After two traumatic years, things are finally looking up at Sir Anthony Bamford’s JCB.
An uplift in the firm’s overseas markets, increased market share and increased profits mean that JCB has cause for optimism as it celebrates its 65th birthday – an optimism backed up by the fact that the firm continues with heavy investment for the future and is once again hiring people as production recovers.
The firm was recently boosted by an order for 236 diggers for the British Army.
In 2009 profits increased by a million pounds to £29 million. That’s still well short of the £187 million the company made in 2007, but it’s a step in the right direction, despite lower sales revenue. At the same time the firm has taken on 450 people and is planning to hire another 50 engineers.
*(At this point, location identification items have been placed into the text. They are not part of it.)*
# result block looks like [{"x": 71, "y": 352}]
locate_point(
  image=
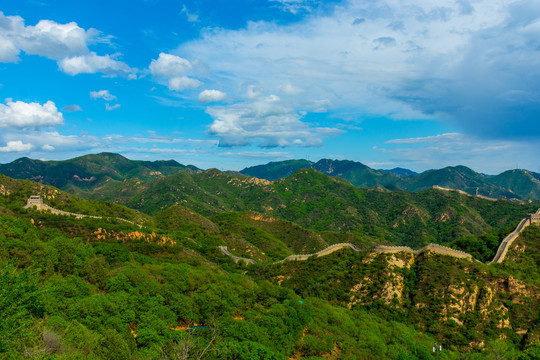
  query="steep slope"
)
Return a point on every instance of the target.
[
  {"x": 15, "y": 193},
  {"x": 277, "y": 170},
  {"x": 463, "y": 303},
  {"x": 456, "y": 177},
  {"x": 523, "y": 182},
  {"x": 326, "y": 204},
  {"x": 89, "y": 171},
  {"x": 510, "y": 184}
]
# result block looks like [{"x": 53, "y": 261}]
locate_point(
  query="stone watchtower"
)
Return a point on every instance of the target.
[
  {"x": 533, "y": 218},
  {"x": 34, "y": 200}
]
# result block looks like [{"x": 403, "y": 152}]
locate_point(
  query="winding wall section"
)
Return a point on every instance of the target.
[
  {"x": 40, "y": 205},
  {"x": 436, "y": 248}
]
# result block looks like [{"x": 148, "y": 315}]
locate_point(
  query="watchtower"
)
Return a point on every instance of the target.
[{"x": 533, "y": 218}]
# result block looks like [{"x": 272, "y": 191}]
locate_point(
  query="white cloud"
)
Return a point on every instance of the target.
[
  {"x": 54, "y": 41},
  {"x": 19, "y": 114},
  {"x": 47, "y": 38},
  {"x": 190, "y": 16},
  {"x": 294, "y": 6},
  {"x": 72, "y": 108},
  {"x": 8, "y": 50},
  {"x": 427, "y": 139},
  {"x": 182, "y": 83},
  {"x": 172, "y": 70},
  {"x": 65, "y": 43},
  {"x": 446, "y": 60},
  {"x": 258, "y": 154},
  {"x": 490, "y": 156},
  {"x": 102, "y": 94},
  {"x": 92, "y": 63},
  {"x": 290, "y": 89},
  {"x": 111, "y": 107},
  {"x": 169, "y": 66},
  {"x": 269, "y": 122},
  {"x": 207, "y": 96},
  {"x": 16, "y": 146}
]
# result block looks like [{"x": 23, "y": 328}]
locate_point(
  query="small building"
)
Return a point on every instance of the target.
[
  {"x": 34, "y": 200},
  {"x": 533, "y": 218}
]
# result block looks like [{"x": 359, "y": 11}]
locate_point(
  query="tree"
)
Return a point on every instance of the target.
[{"x": 20, "y": 298}]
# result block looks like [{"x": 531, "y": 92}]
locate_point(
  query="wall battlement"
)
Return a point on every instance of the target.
[{"x": 37, "y": 201}]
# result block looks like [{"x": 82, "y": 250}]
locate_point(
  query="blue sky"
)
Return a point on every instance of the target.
[{"x": 230, "y": 84}]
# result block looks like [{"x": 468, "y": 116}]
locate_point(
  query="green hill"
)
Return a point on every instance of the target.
[
  {"x": 90, "y": 171},
  {"x": 100, "y": 289},
  {"x": 325, "y": 204},
  {"x": 517, "y": 184}
]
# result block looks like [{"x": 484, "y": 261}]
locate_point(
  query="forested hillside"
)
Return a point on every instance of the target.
[{"x": 103, "y": 289}]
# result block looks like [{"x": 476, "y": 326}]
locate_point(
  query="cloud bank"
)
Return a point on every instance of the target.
[
  {"x": 474, "y": 65},
  {"x": 65, "y": 43}
]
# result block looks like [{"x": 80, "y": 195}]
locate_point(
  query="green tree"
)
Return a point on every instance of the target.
[{"x": 20, "y": 299}]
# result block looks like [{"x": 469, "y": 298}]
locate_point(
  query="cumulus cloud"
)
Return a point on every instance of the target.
[
  {"x": 19, "y": 114},
  {"x": 172, "y": 70},
  {"x": 422, "y": 153},
  {"x": 454, "y": 61},
  {"x": 47, "y": 38},
  {"x": 72, "y": 108},
  {"x": 92, "y": 63},
  {"x": 65, "y": 43},
  {"x": 269, "y": 122},
  {"x": 109, "y": 107},
  {"x": 191, "y": 17},
  {"x": 182, "y": 83},
  {"x": 168, "y": 66},
  {"x": 207, "y": 96},
  {"x": 16, "y": 146},
  {"x": 102, "y": 94}
]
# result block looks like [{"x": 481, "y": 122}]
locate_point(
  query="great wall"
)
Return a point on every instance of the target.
[
  {"x": 436, "y": 248},
  {"x": 37, "y": 202}
]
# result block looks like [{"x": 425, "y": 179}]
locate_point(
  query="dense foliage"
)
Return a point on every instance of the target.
[{"x": 105, "y": 289}]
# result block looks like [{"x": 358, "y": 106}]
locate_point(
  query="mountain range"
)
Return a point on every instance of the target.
[
  {"x": 86, "y": 173},
  {"x": 511, "y": 184},
  {"x": 96, "y": 286}
]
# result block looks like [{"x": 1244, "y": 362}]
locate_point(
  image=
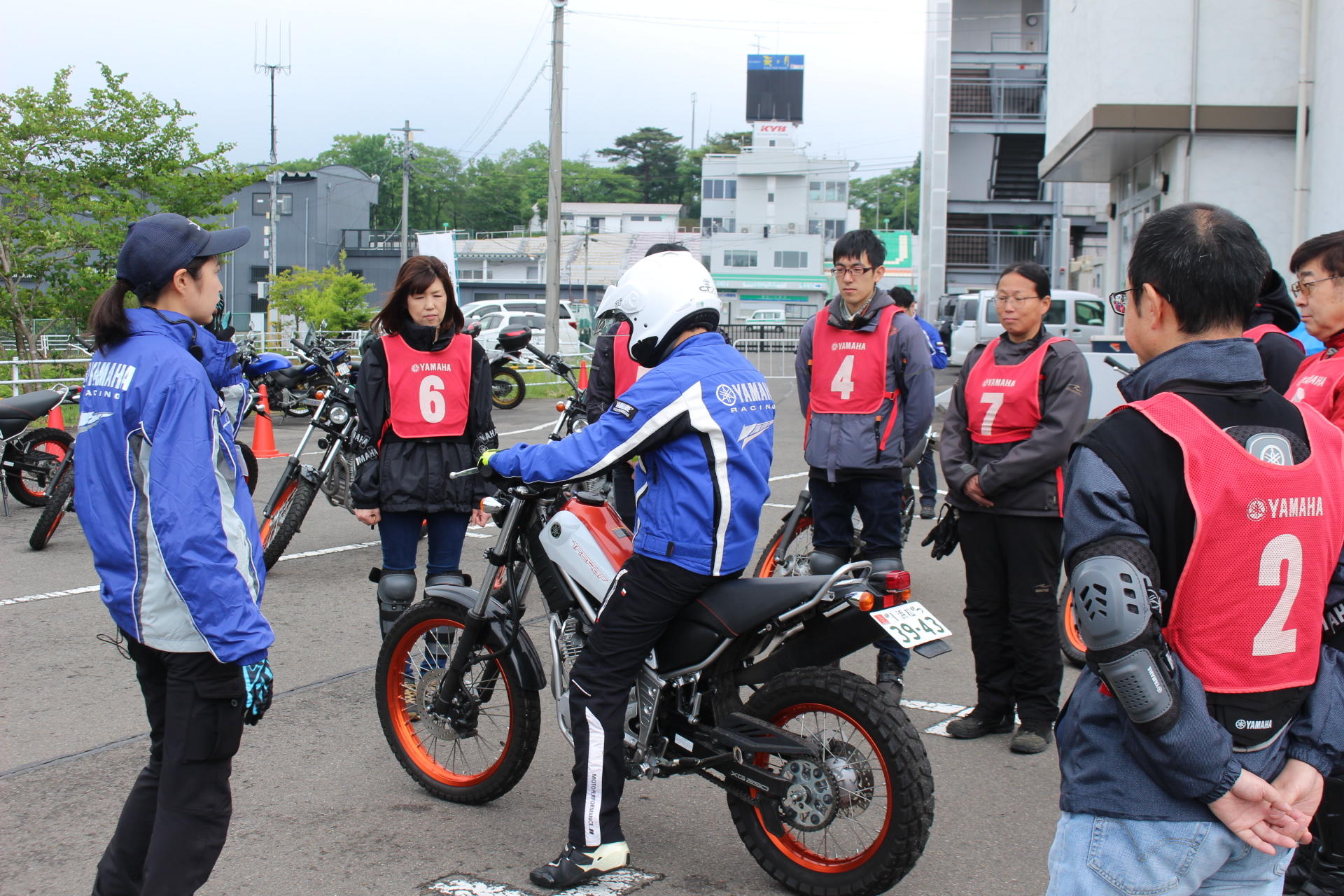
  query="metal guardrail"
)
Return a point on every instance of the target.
[{"x": 999, "y": 99}]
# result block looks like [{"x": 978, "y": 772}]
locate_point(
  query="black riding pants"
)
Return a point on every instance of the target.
[
  {"x": 1012, "y": 583},
  {"x": 648, "y": 594},
  {"x": 176, "y": 817}
]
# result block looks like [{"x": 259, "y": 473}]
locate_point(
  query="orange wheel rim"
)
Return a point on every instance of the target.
[
  {"x": 412, "y": 738},
  {"x": 793, "y": 846}
]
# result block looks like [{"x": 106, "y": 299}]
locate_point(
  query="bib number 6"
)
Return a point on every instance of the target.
[
  {"x": 433, "y": 405},
  {"x": 1281, "y": 567}
]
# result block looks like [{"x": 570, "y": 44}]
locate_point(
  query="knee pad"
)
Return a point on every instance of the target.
[{"x": 823, "y": 564}]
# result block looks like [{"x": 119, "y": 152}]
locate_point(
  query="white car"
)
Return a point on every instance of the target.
[{"x": 496, "y": 323}]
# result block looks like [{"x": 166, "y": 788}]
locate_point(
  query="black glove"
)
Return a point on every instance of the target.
[
  {"x": 944, "y": 535},
  {"x": 261, "y": 684}
]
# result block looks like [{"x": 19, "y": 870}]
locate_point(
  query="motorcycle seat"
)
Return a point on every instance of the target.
[
  {"x": 739, "y": 606},
  {"x": 29, "y": 406}
]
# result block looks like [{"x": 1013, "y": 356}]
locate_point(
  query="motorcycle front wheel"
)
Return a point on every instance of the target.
[
  {"x": 473, "y": 764},
  {"x": 507, "y": 388},
  {"x": 859, "y": 813}
]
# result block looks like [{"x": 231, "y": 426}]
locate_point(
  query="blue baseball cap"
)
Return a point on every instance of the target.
[{"x": 162, "y": 245}]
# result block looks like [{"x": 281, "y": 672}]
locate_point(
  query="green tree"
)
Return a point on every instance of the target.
[
  {"x": 894, "y": 195},
  {"x": 651, "y": 156},
  {"x": 73, "y": 176},
  {"x": 327, "y": 300}
]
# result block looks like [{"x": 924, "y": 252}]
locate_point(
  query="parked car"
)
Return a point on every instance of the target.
[
  {"x": 1079, "y": 316},
  {"x": 496, "y": 323}
]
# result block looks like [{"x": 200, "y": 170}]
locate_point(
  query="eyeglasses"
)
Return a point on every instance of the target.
[
  {"x": 1298, "y": 286},
  {"x": 1117, "y": 300},
  {"x": 850, "y": 272}
]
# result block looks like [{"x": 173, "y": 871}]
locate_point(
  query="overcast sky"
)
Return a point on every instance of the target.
[{"x": 457, "y": 67}]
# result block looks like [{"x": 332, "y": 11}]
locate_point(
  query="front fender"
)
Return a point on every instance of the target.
[{"x": 523, "y": 657}]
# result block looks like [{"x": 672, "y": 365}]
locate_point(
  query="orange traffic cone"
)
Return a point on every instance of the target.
[{"x": 264, "y": 437}]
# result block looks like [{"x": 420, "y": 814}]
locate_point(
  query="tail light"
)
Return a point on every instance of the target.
[{"x": 895, "y": 589}]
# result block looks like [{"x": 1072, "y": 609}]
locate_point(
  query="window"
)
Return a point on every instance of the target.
[
  {"x": 284, "y": 203},
  {"x": 720, "y": 188},
  {"x": 1089, "y": 314},
  {"x": 831, "y": 229},
  {"x": 710, "y": 226}
]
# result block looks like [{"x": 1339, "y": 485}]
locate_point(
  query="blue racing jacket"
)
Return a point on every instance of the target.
[
  {"x": 160, "y": 492},
  {"x": 702, "y": 424}
]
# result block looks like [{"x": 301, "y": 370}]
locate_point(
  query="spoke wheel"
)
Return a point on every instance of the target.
[
  {"x": 857, "y": 817},
  {"x": 473, "y": 758},
  {"x": 41, "y": 453},
  {"x": 1070, "y": 640},
  {"x": 796, "y": 556}
]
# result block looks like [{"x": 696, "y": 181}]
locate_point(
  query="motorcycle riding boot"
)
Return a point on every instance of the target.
[
  {"x": 580, "y": 864},
  {"x": 890, "y": 669},
  {"x": 1327, "y": 875}
]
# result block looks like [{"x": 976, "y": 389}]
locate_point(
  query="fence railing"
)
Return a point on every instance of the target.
[
  {"x": 991, "y": 250},
  {"x": 999, "y": 99}
]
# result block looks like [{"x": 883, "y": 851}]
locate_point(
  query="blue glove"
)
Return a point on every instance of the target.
[{"x": 261, "y": 684}]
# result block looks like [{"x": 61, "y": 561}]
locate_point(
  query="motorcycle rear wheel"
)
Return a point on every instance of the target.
[
  {"x": 473, "y": 769},
  {"x": 290, "y": 510},
  {"x": 873, "y": 764},
  {"x": 507, "y": 388}
]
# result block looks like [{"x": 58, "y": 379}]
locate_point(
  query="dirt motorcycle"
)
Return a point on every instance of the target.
[{"x": 827, "y": 780}]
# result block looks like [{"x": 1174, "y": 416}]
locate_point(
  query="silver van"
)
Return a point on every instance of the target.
[{"x": 1079, "y": 316}]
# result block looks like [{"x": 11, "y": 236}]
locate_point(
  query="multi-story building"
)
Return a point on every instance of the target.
[
  {"x": 319, "y": 214},
  {"x": 1163, "y": 102},
  {"x": 769, "y": 216},
  {"x": 983, "y": 203}
]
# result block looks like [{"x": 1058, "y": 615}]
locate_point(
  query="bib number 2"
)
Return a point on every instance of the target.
[
  {"x": 1281, "y": 567},
  {"x": 433, "y": 405}
]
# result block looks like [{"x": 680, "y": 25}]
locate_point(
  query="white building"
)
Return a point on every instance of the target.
[
  {"x": 769, "y": 216},
  {"x": 1168, "y": 101},
  {"x": 983, "y": 203}
]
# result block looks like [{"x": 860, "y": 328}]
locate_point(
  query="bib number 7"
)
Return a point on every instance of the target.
[{"x": 1281, "y": 567}]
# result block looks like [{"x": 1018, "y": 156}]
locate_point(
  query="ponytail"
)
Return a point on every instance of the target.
[{"x": 108, "y": 320}]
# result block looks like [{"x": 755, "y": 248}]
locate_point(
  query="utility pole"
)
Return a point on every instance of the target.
[
  {"x": 407, "y": 155},
  {"x": 262, "y": 64},
  {"x": 553, "y": 191}
]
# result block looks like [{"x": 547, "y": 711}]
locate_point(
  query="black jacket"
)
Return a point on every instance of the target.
[
  {"x": 412, "y": 475},
  {"x": 1280, "y": 354},
  {"x": 1019, "y": 477}
]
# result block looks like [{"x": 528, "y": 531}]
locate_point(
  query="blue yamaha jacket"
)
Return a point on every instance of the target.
[
  {"x": 702, "y": 424},
  {"x": 160, "y": 492}
]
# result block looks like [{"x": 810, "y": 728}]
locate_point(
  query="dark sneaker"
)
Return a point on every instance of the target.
[
  {"x": 971, "y": 727},
  {"x": 890, "y": 676},
  {"x": 1032, "y": 736},
  {"x": 580, "y": 864}
]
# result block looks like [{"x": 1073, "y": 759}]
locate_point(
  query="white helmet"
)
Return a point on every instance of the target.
[{"x": 663, "y": 296}]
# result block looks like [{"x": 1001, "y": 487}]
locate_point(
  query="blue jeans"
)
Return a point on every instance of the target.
[
  {"x": 1100, "y": 856},
  {"x": 401, "y": 535}
]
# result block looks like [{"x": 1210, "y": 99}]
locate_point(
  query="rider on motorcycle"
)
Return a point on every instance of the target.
[{"x": 701, "y": 422}]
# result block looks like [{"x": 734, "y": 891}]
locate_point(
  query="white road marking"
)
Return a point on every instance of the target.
[{"x": 616, "y": 883}]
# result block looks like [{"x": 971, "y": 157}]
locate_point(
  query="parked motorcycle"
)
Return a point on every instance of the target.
[
  {"x": 827, "y": 780},
  {"x": 300, "y": 482},
  {"x": 30, "y": 456}
]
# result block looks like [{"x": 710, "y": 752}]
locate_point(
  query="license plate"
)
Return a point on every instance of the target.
[{"x": 910, "y": 624}]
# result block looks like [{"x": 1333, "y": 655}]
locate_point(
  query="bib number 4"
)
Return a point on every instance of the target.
[{"x": 433, "y": 405}]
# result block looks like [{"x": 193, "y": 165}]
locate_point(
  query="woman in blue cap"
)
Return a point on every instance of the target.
[{"x": 160, "y": 492}]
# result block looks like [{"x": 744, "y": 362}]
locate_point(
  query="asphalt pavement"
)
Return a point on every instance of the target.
[{"x": 323, "y": 809}]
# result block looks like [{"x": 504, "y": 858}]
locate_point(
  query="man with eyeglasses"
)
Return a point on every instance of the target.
[
  {"x": 1319, "y": 292},
  {"x": 1203, "y": 538},
  {"x": 866, "y": 388}
]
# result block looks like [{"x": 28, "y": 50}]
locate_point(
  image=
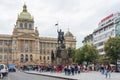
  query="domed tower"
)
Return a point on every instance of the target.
[{"x": 25, "y": 23}]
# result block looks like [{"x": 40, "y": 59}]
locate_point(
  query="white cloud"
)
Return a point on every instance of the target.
[{"x": 80, "y": 16}]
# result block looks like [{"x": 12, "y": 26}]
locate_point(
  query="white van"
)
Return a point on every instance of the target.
[{"x": 3, "y": 69}]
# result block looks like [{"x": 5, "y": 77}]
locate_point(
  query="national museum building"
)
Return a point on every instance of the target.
[{"x": 26, "y": 47}]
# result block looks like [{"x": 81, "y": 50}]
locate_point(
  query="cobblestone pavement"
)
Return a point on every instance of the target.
[{"x": 82, "y": 76}]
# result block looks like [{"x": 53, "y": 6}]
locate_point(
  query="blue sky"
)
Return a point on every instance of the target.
[{"x": 80, "y": 16}]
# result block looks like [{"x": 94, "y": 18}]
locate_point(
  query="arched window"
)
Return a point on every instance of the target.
[
  {"x": 31, "y": 57},
  {"x": 21, "y": 25},
  {"x": 25, "y": 25},
  {"x": 21, "y": 58},
  {"x": 30, "y": 26}
]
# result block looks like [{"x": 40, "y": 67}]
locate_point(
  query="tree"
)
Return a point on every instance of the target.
[
  {"x": 112, "y": 49},
  {"x": 86, "y": 53}
]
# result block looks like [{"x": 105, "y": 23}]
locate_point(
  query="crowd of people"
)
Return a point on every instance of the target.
[{"x": 71, "y": 69}]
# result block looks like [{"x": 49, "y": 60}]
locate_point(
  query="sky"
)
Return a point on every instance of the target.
[{"x": 80, "y": 17}]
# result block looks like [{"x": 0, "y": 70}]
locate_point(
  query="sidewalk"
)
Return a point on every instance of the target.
[{"x": 82, "y": 76}]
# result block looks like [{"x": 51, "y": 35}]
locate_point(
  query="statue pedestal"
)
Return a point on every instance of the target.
[{"x": 64, "y": 58}]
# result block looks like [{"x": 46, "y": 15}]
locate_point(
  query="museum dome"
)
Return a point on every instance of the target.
[{"x": 24, "y": 14}]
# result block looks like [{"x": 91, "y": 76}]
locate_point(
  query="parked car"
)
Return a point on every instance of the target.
[
  {"x": 12, "y": 68},
  {"x": 3, "y": 69}
]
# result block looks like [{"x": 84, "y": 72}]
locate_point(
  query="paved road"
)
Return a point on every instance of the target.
[{"x": 24, "y": 76}]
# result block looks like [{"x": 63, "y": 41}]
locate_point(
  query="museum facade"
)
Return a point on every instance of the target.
[{"x": 25, "y": 46}]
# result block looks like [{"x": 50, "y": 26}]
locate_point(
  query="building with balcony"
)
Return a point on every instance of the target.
[
  {"x": 108, "y": 27},
  {"x": 26, "y": 47}
]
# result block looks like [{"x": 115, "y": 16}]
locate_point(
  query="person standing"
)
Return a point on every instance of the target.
[{"x": 108, "y": 71}]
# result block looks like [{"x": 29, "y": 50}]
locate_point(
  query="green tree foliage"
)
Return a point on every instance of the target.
[
  {"x": 112, "y": 48},
  {"x": 86, "y": 53}
]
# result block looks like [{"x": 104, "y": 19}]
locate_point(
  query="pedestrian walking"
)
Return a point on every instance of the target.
[{"x": 108, "y": 71}]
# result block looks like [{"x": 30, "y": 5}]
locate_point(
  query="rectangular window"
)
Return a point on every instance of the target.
[
  {"x": 5, "y": 49},
  {"x": 1, "y": 41},
  {"x": 1, "y": 49}
]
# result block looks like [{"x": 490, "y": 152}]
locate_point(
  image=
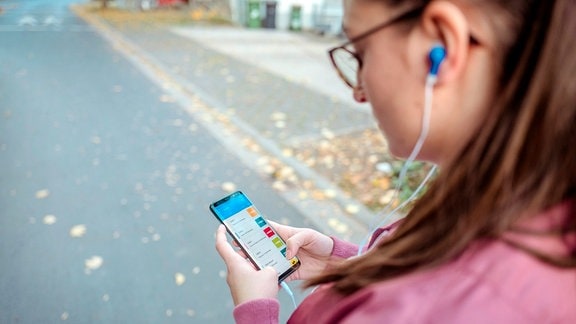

The company – the world’s third largest construction equipment brand – grabbed a record-breaking 12.2 per cent market share – but still predicts it will take five years to recover its 2007 position.
The decline in sales in the global construction equipment market had an inevitable effect on the value of the company, but Sir Anthony Bamford is optimistic about the future, citing a return to growth in emerging markets.
With a robustness shown by Sir Anthony’s father and company founder Joe Bamford, investment in JCB’s future continues apace.
The new Heavy Products factory in Uttoxeter – a 450,000 sq ft facility with the capability to build 8,000 machines a year – is in full swing and a new factory in Brazil producing excavators is well-advanced, as is a £20 million investment in a new generation of the iconic JCB backhoe loader, and production of a new eco-range of diggers which give operators massive fuel savings.
And the first 120 students have been enrolled in the £22 million JCB Academy. Based in the Grade II listed Tutbury Mill in Rocester, the academy – a project of prime importance for Sir Anthony – will train the engineers of the future.
The company has also been celebrating one of its largest ever contracts, with an order for 94 industrial forklift trucks from its materials handling fleet provider, Barloworld Handling.
JCB continued to help with disaster relief across the globe, and played a part in the Pakistan flood relief efforts and the epic rescue of 33 Chilean miners.
Sir Anthony and his wife Lady Carole Bamford have homes in Chelsea, Barbados and France and a 1,500 acre estate near Stow-on-the Wold where Lady Bamford also runs Daylesford Organics.
The ex-air hostess founded the company eight years ago and it is now one of the country’s largest working organic farms, with a long list of celebrity customers. The new managing director of Daylesford Organics, Jamie Mitchell, is forecasting a surge in growth and has plans to triple Daylesford’s £10 million turnover. The company has agreed to supply food delivery firm Ocado, and has opened a store and café in Munich.
She also has shops in Pimlico, Notting Hill and Gloucestershire, and a fashion business – Bamford & Sons. The Bamfords also own the 3,000 acre Wootton estate in Staffordshire.
The Bamford’s road to billionairedom began in 1945 when Joseph Cyril Bamford built his first farm trailer in a small garage in Rocester. Now it sells more than 300 different products in 150 countries worldwide.
In November Sir Anthony was appointed as a business ambassador by Prime Minister David Cameron.